Missmatch in SMEs funding

03/07/2020 Views : 239

Sayu Ketut Sutrisna Dewi

Empowerment of Small and Medium Enterprises (SMEs) always receive considerable attention, because of its role in sustaining the prosperity and economic growth of Indonesia. SMEs have a proportion of 99.99% of the total number of business operators in Indonesia or 52.76 million units. It absorbs up to 89.2 percent of the total workforce, provides up to 99 percent of total employment, contributes 60.34 percent of total national GDP, 14.17 percent of total exports, and 58.18 percent of total investment.

Although it has shown its role in the economy, up to now SMEs still face various problems, both internal and external. The Academic Study of Bank Indonesia presents that the development of SMEs still faces obstacles, especially in accessing costs from the banking sector. SMEs constraints on bank credit can be viewed in terms of demand and supply.

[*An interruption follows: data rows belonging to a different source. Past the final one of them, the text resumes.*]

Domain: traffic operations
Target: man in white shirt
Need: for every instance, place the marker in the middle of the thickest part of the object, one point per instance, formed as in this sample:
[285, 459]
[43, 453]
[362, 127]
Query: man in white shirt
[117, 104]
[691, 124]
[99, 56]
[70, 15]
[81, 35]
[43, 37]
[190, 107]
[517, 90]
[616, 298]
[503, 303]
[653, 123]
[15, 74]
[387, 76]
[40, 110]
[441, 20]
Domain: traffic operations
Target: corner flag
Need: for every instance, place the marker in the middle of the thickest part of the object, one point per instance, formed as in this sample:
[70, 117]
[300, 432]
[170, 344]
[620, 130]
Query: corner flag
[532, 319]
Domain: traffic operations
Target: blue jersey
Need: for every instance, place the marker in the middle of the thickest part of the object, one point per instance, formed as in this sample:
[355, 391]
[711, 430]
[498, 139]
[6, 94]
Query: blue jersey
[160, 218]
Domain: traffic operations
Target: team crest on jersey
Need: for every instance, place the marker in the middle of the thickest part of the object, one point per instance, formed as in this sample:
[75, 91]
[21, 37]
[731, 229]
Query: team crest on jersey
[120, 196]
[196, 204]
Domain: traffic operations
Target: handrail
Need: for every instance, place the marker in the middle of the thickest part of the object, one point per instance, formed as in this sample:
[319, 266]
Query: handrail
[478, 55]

From the demand side, SMEs have quite unique characteristics, namely not having transparent and organized financial information, so that credit providers have difficulty in obtaining information about financial and business conditions. This can create difficulties for banks in minimizing the risk of defaults on loans extended to SMEs. In terms of credit supply, banks' reluctance to provide loans to SMEs is mainly due to limited assets that can be used as collateral, business uncertainty in the future, weak financial management, and lack of track records.

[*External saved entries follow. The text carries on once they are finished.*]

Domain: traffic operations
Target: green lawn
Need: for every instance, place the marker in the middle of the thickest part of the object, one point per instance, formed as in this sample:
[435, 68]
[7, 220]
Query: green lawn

The government has sought to provide a variety of formal and informal funding that is more easily accessible to SMEs, including the Financial Services Cooperative, venture capital, grant funds, revolving funds through the Revolving Fund Management Institute, and the People's Business Credit, but in practice there are still many SMEs facing difficulties in accessing funding, among others due to strict regulations, the number of needs that are not appropriate, the cost of capital is too high, the period is too long, limited access to information, and the financing system is not according to needs.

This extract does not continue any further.